Тут и Тимка не выдержал.

— Насчет методов не знаю, — говорит, и голос пронзительный, как у петуха, — а тополи портить не позволим! Мы их сажали, а вы…

— А чем плохой метод? — говорит Мих-Мих и бородку щиплет. — Как видите, действенный. А это самое главное. И носит этот метод, я бы сказал, общественный характер.

Тут прораб совсем разорался, заявил, что он будет жаловаться в райком и еще куда-то, но Мих-Мих повернулся и ушел.

А перед уходом украдкой подмигнул Тимке. В самом деле подмигнул! Чуть-чуть. Краешком глаза. Или это мне только показалось? Вообще-то не такой человек наш директор, чтобы ученику подмигивать.

Ну, ушел директор, прораб у себя в «крепости» скрылся, а тут машины стали подкатывать — с раствором, с какими-то бочками, с песком. Все грузовики до единого мы завернули и в объезд пустили. Шоферы уж не очень-то и сопротивлялись.

До самого конца рабочего дня мы дежурили.

Уже в сумерках идем мы с Тимкой домой, а я говорю:

— Как бы он в самом деле в райком не наябедничал? Помнишь, Витька Горышин говорил: политический скандал…

Тимка промолчал. Но я-то видел, что и он встревожен. Когда уже подошли к дому, он сказал:

— А все-таки мы его допечем. Из принципа!..

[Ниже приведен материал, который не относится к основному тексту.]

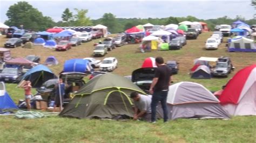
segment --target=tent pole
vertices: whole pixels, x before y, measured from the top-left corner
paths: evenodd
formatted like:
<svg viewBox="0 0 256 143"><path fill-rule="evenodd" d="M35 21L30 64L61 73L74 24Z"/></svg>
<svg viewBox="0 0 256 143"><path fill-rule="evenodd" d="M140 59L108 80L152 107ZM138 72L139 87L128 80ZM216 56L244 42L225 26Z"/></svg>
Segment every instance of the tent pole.
<svg viewBox="0 0 256 143"><path fill-rule="evenodd" d="M62 107L62 95L61 95L61 91L60 91L60 84L59 84L59 76L58 76L58 84L59 84L59 102L60 102L60 111L62 111L63 107Z"/></svg>

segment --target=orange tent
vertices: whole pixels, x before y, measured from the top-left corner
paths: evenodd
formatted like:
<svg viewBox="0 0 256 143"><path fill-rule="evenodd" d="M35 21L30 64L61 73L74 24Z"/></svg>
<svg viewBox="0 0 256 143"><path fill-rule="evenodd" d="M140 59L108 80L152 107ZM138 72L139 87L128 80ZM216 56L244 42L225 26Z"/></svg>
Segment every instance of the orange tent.
<svg viewBox="0 0 256 143"><path fill-rule="evenodd" d="M202 25L203 29L202 31L203 32L208 32L210 30L208 28L207 26L207 23L203 23L203 22L199 22L201 25Z"/></svg>

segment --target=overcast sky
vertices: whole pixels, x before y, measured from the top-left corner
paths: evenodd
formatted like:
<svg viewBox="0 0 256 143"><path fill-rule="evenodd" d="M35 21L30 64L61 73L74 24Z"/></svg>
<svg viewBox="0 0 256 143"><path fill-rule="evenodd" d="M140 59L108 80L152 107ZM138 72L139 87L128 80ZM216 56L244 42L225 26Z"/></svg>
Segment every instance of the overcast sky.
<svg viewBox="0 0 256 143"><path fill-rule="evenodd" d="M0 22L8 19L6 13L10 6L21 1L0 0ZM198 1L28 1L44 16L54 21L62 20L65 9L87 9L87 16L96 19L105 13L112 13L117 18L165 18L186 17L191 15L199 19L208 19L227 16L234 18L240 15L246 19L253 18L255 10L251 0L198 0Z"/></svg>

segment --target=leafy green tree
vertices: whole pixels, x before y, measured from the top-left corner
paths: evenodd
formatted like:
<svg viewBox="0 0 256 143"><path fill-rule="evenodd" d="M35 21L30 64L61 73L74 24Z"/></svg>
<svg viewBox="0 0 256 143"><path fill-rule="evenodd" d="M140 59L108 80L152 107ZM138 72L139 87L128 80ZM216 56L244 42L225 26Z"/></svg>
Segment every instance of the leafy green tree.
<svg viewBox="0 0 256 143"><path fill-rule="evenodd" d="M92 25L89 17L86 17L88 10L75 9L77 14L75 15L74 25L75 26L91 26Z"/></svg>
<svg viewBox="0 0 256 143"><path fill-rule="evenodd" d="M5 24L17 27L23 25L25 29L45 30L55 24L50 17L44 17L42 12L27 2L18 2L10 6L6 15L8 20L5 22Z"/></svg>
<svg viewBox="0 0 256 143"><path fill-rule="evenodd" d="M62 15L62 18L63 22L69 23L70 21L73 19L73 14L68 8L66 8Z"/></svg>

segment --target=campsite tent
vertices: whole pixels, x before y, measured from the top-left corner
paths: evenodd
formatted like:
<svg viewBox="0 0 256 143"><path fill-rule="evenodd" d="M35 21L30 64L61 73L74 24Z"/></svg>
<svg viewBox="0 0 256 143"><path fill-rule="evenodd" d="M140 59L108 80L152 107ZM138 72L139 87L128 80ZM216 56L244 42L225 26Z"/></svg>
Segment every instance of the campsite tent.
<svg viewBox="0 0 256 143"><path fill-rule="evenodd" d="M181 24L179 26L178 29L182 30L183 31L187 31L187 26L185 24Z"/></svg>
<svg viewBox="0 0 256 143"><path fill-rule="evenodd" d="M165 25L165 28L171 28L174 30L177 30L178 27L179 27L179 25L174 24L170 24Z"/></svg>
<svg viewBox="0 0 256 143"><path fill-rule="evenodd" d="M44 46L44 44L45 44L45 41L42 38L37 38L37 39L35 39L34 45Z"/></svg>
<svg viewBox="0 0 256 143"><path fill-rule="evenodd" d="M57 78L56 76L47 67L39 65L30 69L22 77L23 80L29 80L33 88L39 88L49 80ZM20 84L21 83L19 84Z"/></svg>
<svg viewBox="0 0 256 143"><path fill-rule="evenodd" d="M192 78L210 79L211 77L211 70L205 65L199 66L191 75Z"/></svg>
<svg viewBox="0 0 256 143"><path fill-rule="evenodd" d="M107 27L102 25L101 24L98 24L92 27L92 29L99 29L103 33L104 37L107 35Z"/></svg>
<svg viewBox="0 0 256 143"><path fill-rule="evenodd" d="M59 62L54 56L49 56L44 62L45 65L57 65Z"/></svg>
<svg viewBox="0 0 256 143"><path fill-rule="evenodd" d="M245 37L232 40L228 47L228 52L256 52L256 46L253 40Z"/></svg>
<svg viewBox="0 0 256 143"><path fill-rule="evenodd" d="M207 26L207 23L204 22L199 22L202 25L202 32L208 32L209 28Z"/></svg>
<svg viewBox="0 0 256 143"><path fill-rule="evenodd" d="M90 74L93 69L88 60L83 59L71 59L65 61L63 72L76 72Z"/></svg>
<svg viewBox="0 0 256 143"><path fill-rule="evenodd" d="M256 115L256 64L238 71L226 85L220 103L232 116Z"/></svg>
<svg viewBox="0 0 256 143"><path fill-rule="evenodd" d="M201 84L181 82L169 87L167 97L169 119L229 118L219 100Z"/></svg>
<svg viewBox="0 0 256 143"><path fill-rule="evenodd" d="M44 45L45 48L55 48L57 46L57 43L55 40L47 40Z"/></svg>
<svg viewBox="0 0 256 143"><path fill-rule="evenodd" d="M11 60L11 51L4 48L0 48L0 61Z"/></svg>
<svg viewBox="0 0 256 143"><path fill-rule="evenodd" d="M129 95L136 91L145 93L126 78L106 73L90 80L60 112L63 117L78 118L110 118L133 116Z"/></svg>
<svg viewBox="0 0 256 143"><path fill-rule="evenodd" d="M11 98L5 90L5 85L3 82L0 82L0 114L6 111L17 110L18 107Z"/></svg>
<svg viewBox="0 0 256 143"><path fill-rule="evenodd" d="M146 58L142 64L142 68L157 68L156 64L156 59L152 57L149 57Z"/></svg>

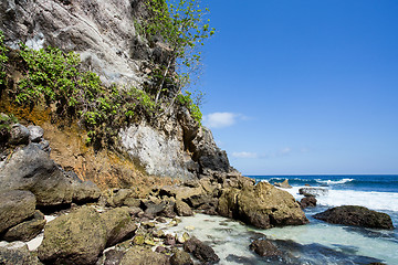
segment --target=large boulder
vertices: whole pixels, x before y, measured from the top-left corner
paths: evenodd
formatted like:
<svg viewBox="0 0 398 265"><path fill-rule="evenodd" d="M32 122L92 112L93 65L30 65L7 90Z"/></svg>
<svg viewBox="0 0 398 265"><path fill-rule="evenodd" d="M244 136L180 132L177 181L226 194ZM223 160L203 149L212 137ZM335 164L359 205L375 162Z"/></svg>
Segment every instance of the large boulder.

Назавтра после школы мы опять взяли плакат и пошагали на стройку.

Пришли и остановились удивленные. Наш «заслон» больше не требовался.

Там, где через сквер меж деревьями шла глубокая колея, теперь был воткнут шест с надписью: «Проезд закрыт». Стрелка показывала, как делать объезд. Досок, сваленных на траве, не было. Не было и кирпичей, и груды строительного мусора. Когда успели все это убрать? Ночью? Или рано утром?